28 November, 2012

The data seems to indicate that the gap between the 'have very muchs' and the 'have very littles' is growing. The "have just enoughs" have kind of been getting crushed.

Yet...this is invariably attributed today to the growth of rampant capitalism. Is that justified, or is that just a relationship pulled out of someone's backside because it "seems right"?

Were I to assess capitalism-ness as a metric, I'd say it's pretty clear that the USA in the late 19thC and early 20thC - the era of the rail barons, the Carnegies, the Vanderbilts, the Pullman strikes (1894), the Triangle Shirtwaist fire (1911), etc. - was a society far more "nakedly capitalistic", unfettered by government oversight or regulation. Further, the sheer growth of government since that time, the 1929 crash, the New Deal, WW's I and II, the War on Poverty, the Great Society Programs, etc. would suggest that capitalism has been if not receding, than at least mitigated strongly by regulation, government instutions and, honestly, public expectation.

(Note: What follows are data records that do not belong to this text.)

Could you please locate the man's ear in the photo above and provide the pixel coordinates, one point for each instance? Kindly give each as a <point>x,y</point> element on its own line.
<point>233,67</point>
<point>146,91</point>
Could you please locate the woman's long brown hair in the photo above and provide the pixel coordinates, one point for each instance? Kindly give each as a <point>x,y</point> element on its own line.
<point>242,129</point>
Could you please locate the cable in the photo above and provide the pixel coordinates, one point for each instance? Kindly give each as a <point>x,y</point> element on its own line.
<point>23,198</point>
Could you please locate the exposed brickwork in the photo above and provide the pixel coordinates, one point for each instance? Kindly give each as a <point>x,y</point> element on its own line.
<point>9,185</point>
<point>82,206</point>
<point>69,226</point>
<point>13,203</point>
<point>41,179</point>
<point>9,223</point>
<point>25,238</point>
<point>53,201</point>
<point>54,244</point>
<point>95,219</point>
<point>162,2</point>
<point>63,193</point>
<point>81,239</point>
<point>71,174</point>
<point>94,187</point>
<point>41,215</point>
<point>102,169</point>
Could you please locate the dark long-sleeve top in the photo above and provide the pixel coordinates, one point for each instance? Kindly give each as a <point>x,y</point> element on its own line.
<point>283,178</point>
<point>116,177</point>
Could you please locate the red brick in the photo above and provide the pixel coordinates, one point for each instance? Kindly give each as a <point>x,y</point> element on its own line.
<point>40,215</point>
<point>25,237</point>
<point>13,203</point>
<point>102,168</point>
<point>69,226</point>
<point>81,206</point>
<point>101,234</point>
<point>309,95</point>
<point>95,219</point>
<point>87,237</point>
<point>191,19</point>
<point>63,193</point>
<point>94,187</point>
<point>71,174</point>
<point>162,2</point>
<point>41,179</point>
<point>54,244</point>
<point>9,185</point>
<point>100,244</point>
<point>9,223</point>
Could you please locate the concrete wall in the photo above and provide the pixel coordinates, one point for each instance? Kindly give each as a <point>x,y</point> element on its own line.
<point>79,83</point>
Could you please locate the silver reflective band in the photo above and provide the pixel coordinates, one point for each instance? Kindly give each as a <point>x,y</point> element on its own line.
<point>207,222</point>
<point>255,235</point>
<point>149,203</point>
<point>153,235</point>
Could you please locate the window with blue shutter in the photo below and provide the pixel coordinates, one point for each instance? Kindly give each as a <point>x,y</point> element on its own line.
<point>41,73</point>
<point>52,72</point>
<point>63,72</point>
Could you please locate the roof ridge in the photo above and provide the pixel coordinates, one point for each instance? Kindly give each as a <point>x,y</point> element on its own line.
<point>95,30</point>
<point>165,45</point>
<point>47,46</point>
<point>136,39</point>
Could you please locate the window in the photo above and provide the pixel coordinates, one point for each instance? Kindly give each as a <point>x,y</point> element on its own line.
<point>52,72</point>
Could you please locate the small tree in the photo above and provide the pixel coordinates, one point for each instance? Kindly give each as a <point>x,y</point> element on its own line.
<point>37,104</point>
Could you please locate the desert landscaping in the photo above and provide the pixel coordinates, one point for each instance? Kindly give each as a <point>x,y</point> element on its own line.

My point is that the growing disparity in incomes between the top and bottom has paralleled the ebbing of capitalism, not been counteracted by it. Adam Smith might hypothesize that as the government is more and more involved in the market, it picks with disproportional force 'winners' and 'losers' that may be contrary to the long-term health and benefit of the system. Capitalism is conflict-based. Successful capitalism REQUIRES some people make bad choices and suffer for those choices for the collective good. It equally requires businesses to fail - with the concomitant pain for the workers of said businesses. A close reading of the Wealth of Nations makes it clear that for capitalism to function at its healthiest, it HAS to be universal. Any intrusion of anti-market activity - specifically, government - harms the efficacy of the system as a whole in broad and subtle ways. (FWIW union activity itself is inherently NOT anti-capitalistic, as some shallow commenters have suggested; labor organization, striking, etc are all very inherently capitalistic responses to perceived imbalances in the power between employer and employee; HOWEVER, government taking a side and preventing the natural resolution of the conflict is very *definitely* anticapitalistic)

I'm not making any prescription here. Just observing that the 'common wisdom' that 'as capitalism increases, so does wealth disparity' doesn't seem to be borne out by historical fact for at least the last 100+ years.